Cambridge University rower died after broken down car on M40 was hit

Rebecca Chamberlin

Rebecca Chamberlin

First published in News Bucks Free Press: Photograph of the Author by , Reporter

A PROMISING rower died after the car she was travelling in broke down on the M40 and was hit by another vehicle, an inquest heard.

Cambridge University student Rebecca Chamberlin, 21, was on her way to a training camp at Longridge activity centre near Marlow with three friends when the accident happened.

The yellow Ford Ka she was a rear seat passenger in broke down in lane two of the motorway on the northbound stretch between junctions 1a and 2, Beaconsfield. Moments later the car was hit by a grey Honda Accord being driven by Ian Treaseden.

Miss Chamberlin, who was part of Cambridge University’s Clare College Boat Club and had coxed for the senior men’s crew, died in hospital from multiple injuries the following day.
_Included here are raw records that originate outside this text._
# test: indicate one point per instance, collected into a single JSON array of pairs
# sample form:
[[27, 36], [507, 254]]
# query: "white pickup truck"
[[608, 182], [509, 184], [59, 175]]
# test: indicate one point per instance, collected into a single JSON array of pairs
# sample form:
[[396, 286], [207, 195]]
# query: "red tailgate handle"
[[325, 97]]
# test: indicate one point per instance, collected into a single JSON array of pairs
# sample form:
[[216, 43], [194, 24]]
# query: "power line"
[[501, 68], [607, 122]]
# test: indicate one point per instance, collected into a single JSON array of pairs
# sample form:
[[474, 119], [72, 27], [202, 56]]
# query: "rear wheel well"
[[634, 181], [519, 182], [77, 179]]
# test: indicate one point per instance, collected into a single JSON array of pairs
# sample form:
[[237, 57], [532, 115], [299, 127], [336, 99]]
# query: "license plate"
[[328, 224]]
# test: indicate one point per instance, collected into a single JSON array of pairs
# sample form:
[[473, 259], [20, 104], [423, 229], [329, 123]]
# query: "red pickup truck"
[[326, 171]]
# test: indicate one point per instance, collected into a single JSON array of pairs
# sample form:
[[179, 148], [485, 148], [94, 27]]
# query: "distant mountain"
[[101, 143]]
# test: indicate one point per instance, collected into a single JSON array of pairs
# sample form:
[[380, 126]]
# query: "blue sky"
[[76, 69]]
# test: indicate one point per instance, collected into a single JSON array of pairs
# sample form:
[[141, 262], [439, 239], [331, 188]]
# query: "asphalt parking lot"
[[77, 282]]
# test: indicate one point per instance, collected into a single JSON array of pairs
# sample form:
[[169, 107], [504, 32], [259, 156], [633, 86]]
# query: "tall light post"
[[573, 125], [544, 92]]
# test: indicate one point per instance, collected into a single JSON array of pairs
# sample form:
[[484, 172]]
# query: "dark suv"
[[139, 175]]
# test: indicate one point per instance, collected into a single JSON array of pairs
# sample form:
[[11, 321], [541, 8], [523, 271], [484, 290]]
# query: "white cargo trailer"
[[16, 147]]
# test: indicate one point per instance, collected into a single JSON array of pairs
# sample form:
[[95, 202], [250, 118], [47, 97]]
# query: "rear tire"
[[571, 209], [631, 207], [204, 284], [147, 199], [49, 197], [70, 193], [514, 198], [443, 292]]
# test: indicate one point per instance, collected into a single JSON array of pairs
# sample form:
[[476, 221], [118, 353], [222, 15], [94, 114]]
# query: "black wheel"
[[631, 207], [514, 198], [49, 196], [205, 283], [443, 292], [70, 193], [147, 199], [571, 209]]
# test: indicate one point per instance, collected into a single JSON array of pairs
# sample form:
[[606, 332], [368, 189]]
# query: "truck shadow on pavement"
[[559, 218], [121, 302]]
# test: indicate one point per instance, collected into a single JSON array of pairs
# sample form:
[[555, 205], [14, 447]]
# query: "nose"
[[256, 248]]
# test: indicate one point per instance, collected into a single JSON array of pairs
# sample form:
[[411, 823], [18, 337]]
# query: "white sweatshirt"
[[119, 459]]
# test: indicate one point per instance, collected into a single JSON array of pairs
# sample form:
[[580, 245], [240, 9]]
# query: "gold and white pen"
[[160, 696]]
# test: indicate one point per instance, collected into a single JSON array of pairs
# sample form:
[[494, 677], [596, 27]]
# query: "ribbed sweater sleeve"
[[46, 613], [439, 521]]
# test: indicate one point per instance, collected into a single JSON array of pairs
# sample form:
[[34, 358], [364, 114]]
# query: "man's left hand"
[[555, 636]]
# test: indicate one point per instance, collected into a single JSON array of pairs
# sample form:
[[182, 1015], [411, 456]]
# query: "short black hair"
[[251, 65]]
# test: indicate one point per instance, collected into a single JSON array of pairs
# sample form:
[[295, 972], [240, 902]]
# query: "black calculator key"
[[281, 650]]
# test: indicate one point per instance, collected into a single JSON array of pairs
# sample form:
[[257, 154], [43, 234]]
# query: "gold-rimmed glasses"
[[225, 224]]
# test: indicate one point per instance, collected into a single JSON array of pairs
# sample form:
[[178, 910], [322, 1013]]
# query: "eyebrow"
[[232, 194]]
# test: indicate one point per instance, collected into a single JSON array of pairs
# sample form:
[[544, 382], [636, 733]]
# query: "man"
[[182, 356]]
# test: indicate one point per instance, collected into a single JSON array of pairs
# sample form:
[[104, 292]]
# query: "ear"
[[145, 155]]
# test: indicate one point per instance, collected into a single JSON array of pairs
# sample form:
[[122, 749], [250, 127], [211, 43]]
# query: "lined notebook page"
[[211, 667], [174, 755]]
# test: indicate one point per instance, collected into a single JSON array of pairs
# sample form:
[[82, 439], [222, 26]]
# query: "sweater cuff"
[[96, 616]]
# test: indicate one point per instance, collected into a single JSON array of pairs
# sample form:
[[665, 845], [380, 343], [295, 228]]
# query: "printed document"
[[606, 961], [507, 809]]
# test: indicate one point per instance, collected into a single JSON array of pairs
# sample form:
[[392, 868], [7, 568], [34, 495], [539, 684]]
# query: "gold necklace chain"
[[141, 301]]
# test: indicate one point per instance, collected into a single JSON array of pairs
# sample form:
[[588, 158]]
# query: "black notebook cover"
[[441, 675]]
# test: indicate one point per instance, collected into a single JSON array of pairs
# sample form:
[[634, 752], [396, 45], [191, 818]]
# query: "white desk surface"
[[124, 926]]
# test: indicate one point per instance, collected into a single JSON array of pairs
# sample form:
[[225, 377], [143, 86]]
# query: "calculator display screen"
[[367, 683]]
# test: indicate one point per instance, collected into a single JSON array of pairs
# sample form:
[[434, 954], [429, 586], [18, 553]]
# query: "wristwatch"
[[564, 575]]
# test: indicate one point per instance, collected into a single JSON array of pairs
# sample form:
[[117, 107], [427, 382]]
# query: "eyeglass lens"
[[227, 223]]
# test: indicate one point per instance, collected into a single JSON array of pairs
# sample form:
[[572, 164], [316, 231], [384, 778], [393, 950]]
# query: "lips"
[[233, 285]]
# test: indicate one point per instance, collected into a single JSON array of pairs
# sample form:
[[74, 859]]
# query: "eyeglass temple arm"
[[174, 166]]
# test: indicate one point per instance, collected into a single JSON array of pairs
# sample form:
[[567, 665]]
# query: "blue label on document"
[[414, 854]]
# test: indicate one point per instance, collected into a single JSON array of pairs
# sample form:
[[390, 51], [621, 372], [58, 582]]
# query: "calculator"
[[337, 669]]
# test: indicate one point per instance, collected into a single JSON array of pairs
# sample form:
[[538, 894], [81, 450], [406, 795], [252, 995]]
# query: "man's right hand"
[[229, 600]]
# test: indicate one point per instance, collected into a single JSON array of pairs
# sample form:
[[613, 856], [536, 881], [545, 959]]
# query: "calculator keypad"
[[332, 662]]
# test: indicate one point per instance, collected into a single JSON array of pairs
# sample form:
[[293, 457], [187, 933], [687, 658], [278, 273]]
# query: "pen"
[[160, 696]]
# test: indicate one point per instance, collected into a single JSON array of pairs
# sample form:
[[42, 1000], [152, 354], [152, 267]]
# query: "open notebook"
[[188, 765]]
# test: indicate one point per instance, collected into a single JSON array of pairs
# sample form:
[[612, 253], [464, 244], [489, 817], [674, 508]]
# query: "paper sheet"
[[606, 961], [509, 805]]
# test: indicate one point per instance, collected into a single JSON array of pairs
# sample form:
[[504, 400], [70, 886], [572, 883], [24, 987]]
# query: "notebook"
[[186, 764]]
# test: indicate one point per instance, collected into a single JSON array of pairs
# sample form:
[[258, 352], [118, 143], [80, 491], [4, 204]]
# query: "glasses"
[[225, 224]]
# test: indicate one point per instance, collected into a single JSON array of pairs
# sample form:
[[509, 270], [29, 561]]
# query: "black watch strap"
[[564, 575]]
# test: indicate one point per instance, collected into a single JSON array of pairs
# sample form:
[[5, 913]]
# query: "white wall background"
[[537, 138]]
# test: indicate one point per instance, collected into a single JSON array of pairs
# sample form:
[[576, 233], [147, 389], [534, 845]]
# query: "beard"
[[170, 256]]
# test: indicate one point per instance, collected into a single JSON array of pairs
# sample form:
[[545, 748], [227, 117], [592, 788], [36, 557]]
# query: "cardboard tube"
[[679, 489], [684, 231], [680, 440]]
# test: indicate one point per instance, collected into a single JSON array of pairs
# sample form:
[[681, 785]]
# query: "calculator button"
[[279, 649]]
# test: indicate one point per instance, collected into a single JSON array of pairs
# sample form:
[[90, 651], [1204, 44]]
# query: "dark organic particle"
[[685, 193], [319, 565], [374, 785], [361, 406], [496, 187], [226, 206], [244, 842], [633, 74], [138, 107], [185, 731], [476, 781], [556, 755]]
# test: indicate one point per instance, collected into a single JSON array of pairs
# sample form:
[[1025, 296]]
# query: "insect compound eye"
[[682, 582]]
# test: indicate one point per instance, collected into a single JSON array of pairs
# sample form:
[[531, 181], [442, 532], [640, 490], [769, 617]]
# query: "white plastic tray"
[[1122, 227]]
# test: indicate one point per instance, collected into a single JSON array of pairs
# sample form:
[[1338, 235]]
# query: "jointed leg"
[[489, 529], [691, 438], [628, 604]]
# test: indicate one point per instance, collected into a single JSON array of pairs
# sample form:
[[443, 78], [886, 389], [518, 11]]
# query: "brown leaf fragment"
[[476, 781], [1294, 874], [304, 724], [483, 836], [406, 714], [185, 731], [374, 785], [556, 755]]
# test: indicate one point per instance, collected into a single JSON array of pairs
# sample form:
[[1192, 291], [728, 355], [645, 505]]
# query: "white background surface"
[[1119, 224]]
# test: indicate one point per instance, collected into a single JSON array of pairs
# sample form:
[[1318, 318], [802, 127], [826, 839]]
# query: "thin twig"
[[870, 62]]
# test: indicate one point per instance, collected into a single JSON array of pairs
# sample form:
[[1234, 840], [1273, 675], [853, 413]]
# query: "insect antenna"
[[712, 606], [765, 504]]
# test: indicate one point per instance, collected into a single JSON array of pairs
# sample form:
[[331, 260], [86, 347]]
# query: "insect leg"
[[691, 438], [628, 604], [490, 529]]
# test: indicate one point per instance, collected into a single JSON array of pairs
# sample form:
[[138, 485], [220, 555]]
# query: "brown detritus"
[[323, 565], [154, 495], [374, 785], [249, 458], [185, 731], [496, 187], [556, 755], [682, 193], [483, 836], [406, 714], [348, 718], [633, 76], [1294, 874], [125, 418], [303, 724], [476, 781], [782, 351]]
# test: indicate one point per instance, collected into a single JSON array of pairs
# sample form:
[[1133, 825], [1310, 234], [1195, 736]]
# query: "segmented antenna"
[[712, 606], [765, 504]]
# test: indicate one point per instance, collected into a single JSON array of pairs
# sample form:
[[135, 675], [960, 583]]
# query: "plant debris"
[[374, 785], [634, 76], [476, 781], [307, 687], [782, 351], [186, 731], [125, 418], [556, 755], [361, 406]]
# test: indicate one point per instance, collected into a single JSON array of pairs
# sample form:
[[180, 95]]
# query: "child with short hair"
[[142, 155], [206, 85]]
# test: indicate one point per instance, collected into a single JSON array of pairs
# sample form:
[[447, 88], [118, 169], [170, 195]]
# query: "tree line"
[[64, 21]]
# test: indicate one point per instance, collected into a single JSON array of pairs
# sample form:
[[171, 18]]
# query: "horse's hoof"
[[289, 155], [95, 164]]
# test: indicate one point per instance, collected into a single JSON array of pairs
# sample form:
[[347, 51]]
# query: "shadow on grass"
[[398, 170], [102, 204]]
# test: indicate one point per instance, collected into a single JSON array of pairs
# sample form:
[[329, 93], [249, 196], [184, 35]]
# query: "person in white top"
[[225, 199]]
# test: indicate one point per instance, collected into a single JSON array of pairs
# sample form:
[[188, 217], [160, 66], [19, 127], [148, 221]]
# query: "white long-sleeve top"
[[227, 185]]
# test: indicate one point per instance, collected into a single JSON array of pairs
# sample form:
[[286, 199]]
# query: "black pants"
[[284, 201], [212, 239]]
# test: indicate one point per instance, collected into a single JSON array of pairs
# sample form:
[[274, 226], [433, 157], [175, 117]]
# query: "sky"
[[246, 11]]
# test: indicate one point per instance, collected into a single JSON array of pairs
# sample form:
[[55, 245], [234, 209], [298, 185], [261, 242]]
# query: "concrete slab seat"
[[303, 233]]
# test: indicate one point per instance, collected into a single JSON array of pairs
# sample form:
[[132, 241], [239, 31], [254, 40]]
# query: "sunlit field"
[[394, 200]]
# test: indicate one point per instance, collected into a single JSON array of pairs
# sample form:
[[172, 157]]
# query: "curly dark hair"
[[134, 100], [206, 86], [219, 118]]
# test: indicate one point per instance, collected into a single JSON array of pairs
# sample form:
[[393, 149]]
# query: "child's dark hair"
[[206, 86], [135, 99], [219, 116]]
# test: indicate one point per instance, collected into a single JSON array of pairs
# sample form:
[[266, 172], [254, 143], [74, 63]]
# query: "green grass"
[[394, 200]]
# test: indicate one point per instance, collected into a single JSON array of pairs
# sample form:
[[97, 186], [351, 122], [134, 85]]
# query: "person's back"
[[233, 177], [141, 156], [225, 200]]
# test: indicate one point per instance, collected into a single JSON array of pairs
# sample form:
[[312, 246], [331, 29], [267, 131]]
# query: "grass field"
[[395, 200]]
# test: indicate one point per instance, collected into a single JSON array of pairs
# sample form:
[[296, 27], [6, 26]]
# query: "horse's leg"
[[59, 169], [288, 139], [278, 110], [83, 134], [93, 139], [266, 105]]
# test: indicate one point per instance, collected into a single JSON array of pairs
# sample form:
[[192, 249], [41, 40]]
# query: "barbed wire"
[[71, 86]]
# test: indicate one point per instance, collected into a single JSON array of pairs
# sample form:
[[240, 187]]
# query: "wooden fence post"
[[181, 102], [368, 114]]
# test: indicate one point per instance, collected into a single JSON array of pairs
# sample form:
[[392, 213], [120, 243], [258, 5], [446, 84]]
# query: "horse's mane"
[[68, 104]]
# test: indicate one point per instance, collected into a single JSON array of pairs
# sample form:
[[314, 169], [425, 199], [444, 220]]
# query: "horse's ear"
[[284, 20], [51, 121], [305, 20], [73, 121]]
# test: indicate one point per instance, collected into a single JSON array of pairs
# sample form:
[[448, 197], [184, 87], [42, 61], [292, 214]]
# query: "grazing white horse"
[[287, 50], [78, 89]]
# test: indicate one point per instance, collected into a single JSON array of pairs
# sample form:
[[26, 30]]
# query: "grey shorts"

The collision happened shortly before midday on Thursday April 19, after the Ka had come to an unexpected halt. Fellow passenger Esther Momcilovic told the inquest, at Beaconsfield Coroner’s Court, three other vehicles avoided hitting the Ka but she said: “The longer I sat there, the more I realised it wasn’t whether we were going to be hit, it was when.”

Dr Treaseden, who was travelling from Ickenham, was overtaking two HGVs when he saw the Ford Ka in front of him, but he was unable to react quickly enough to avoid hitting the rear offside despite attempting an emergency stop.

The inquest heard the collision occurred on a stretch of the motorway that curves away to the left, and this combined with the two lorries is believed to have obstructed Dr Treaseden’s view. Collision investigator PC James Henderson said Dr Treaseden would only have had one-and-a-half seconds to react.

He told the inquest Dr Treaseden was travelling at around 53-56mph 500 metres prior to the collision.

Dr Treaseden told the coroner: “I thought the best strategy was to put an emergency brake on. Unfortunately, I hit the back of the car.”

Dr Treaseden and the two lorry drivers he passed were unable to agree if the Ka had its hazard warning lights switched on, but PC Henderson said the evidence suggested they were. He added it could not be ascertained what caused the car to break down.

Coroner Richard Hulett recorded a verdict of accidental death.

Speaking after the inquest, Rebecca’s father David, from Stockport, described her as a ‘modest, compassionate, fun-loving and popular girl’.

He said: “Fiona [Rebecca’s mother] and I will miss Rebecca terribly, as will her two brothers, and we will never forget her or how proud we are of her. She gave us many reasons for pride. Rebecca was thoughtful, musical and artistic, serious and hard-working. She was on the verge of achieving a good degree at a historic Cambridge college which had accepted her on merit from her state school background and she made the most of the rich opportunities that Cambridge offers.

"Rebecca was a modest, compassionate, fun loving and popular girl. She had completed two charity fundraising hitch-hikes, sang with musician friends, coxed her college rowing club's first boat and trialled for the Boat Race crew. Staff and student colleagues remarked on Rebecca's ability to be so committed to university life and friends without compromising her academic work."